Primary mediastinal B-cell lymphoma (PMBL) is a subentity of diffuse large B-cell lymphoma with characteristic clinical, histomorphologic, immunophenotypical, and genetic features. Unlike other B-cell lymphomas, PMBL has not yet been the subject of comprehensive molecular studies on the rearranged immunoglobulin (Ig) gene. Such investigations have proved essential to obtaining information about the differentiation stage of the lymphomagenic B cell. In the present study, the clonally rearranged immunoglobulin heavy-chain gene of 13 PMBL cases is analyzed by polymerase chain reaction (PCR) in conjunction with cloning and DNA sequencing. Twelve of 13 rearrangements were potentially functional. All clonally rearranged immunoglobulin genes bore a high load of somatic mutations (average, 13.0%), which appeared to be selected for a functional antibody in the majority of cases. The comparison of cloned PCR products revealed no evidence of ongoing mutation of the immunoglobulin variable gene. By means of reverse-transcriptase PCR, lymphoma-specific immunoglobulin transcripts were detected in 8 of 13 cases, all of which were of the postswitched type, whereas immunoglobulin protein expression was undetectable except for 1 case.

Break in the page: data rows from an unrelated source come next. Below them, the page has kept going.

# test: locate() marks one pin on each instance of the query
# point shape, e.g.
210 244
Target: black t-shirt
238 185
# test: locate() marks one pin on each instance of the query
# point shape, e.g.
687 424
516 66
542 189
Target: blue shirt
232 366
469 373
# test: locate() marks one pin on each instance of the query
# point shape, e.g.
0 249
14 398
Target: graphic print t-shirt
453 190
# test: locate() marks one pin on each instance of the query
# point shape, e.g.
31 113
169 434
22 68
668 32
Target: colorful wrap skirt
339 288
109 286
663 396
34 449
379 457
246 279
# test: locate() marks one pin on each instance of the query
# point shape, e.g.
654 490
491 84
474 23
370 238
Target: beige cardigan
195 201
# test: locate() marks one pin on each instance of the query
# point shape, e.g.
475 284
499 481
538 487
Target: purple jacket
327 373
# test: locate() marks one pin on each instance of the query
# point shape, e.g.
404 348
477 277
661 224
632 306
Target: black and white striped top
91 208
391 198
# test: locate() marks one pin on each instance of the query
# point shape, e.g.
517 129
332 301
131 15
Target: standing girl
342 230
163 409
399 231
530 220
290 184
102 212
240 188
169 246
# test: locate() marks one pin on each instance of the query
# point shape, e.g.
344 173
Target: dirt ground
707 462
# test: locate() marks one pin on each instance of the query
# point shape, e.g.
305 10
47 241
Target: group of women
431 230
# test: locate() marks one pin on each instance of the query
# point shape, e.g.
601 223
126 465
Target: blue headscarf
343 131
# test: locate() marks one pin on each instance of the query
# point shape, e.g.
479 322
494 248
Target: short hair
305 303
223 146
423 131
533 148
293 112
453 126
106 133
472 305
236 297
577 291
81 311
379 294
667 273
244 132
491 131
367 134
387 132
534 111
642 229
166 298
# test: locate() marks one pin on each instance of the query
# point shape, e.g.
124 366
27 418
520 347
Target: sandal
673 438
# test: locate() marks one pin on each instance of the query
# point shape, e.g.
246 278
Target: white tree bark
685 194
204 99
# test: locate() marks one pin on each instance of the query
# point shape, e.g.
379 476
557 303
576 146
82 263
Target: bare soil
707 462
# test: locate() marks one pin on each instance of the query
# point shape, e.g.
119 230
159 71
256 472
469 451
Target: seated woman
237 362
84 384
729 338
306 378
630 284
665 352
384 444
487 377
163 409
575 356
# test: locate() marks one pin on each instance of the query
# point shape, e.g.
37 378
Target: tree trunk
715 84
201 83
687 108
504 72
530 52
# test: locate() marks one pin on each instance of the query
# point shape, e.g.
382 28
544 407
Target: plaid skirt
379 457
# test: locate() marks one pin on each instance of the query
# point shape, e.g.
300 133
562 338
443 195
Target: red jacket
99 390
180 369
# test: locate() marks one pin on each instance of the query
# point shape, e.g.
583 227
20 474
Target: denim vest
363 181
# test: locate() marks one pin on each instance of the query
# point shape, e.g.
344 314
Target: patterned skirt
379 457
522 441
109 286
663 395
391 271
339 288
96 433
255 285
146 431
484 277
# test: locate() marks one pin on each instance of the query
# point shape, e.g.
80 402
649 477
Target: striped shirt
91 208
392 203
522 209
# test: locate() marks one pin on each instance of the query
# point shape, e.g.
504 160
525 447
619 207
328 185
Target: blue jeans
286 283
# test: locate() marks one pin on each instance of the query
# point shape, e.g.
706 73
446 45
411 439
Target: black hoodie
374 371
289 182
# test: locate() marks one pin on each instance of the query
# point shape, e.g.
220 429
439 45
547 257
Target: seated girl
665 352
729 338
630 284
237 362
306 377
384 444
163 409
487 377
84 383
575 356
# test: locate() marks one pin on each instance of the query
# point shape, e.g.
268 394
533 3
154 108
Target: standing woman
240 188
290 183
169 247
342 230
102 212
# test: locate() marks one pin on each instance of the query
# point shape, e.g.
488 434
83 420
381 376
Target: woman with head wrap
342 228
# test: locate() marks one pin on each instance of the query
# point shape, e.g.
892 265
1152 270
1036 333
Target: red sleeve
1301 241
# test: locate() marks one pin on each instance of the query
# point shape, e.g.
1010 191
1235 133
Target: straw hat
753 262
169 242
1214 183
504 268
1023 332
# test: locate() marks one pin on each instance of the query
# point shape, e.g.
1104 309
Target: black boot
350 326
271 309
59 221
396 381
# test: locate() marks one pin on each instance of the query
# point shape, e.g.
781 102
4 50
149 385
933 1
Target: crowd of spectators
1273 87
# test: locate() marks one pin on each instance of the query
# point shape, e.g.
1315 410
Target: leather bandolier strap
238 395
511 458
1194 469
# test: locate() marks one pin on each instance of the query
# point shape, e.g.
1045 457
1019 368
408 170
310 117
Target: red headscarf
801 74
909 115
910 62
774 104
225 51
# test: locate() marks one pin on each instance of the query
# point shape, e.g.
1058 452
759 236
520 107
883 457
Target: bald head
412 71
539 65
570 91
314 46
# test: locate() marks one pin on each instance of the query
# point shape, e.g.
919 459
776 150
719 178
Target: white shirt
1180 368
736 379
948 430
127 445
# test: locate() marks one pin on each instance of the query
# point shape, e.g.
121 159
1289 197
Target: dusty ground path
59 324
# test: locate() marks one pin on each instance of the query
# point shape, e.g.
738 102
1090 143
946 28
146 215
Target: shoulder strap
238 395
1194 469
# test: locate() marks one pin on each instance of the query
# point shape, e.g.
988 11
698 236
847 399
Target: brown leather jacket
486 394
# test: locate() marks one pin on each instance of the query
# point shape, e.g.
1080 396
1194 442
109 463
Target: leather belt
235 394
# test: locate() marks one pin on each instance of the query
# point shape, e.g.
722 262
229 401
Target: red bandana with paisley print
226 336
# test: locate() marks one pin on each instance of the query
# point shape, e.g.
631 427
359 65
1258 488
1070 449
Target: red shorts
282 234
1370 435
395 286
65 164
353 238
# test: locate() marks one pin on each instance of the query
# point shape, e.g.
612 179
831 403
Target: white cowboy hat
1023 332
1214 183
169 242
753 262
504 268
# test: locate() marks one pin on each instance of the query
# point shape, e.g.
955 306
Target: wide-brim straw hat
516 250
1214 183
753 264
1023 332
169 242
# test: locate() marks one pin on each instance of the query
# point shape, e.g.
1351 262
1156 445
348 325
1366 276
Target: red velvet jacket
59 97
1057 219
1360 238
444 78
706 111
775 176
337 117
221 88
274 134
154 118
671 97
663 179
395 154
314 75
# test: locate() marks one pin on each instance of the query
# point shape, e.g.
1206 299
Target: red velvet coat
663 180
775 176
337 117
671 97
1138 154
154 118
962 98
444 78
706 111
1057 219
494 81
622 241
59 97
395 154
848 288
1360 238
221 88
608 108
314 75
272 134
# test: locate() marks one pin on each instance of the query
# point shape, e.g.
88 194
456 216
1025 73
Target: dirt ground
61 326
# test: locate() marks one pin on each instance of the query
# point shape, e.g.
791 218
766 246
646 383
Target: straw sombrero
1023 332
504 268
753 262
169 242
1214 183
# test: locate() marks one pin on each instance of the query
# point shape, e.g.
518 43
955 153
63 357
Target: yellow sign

A PMBL cell line, MedB-1, generated from an IgG(-) parental tumor, constitutively expressed IgG protein in a subset of cells, which was moderately suppressed by interleukin-4 and up-regulated in the presence of dexamethasone. PMBL is thus characterized by a heavily mutated, class-switched immunoglobulin gene without evidence of ongoing mutational activity. Moreover, our data indirectly suggest that regulation by extrinsic signals contributes to the immunoglobulin-negative phenotype of PMBL.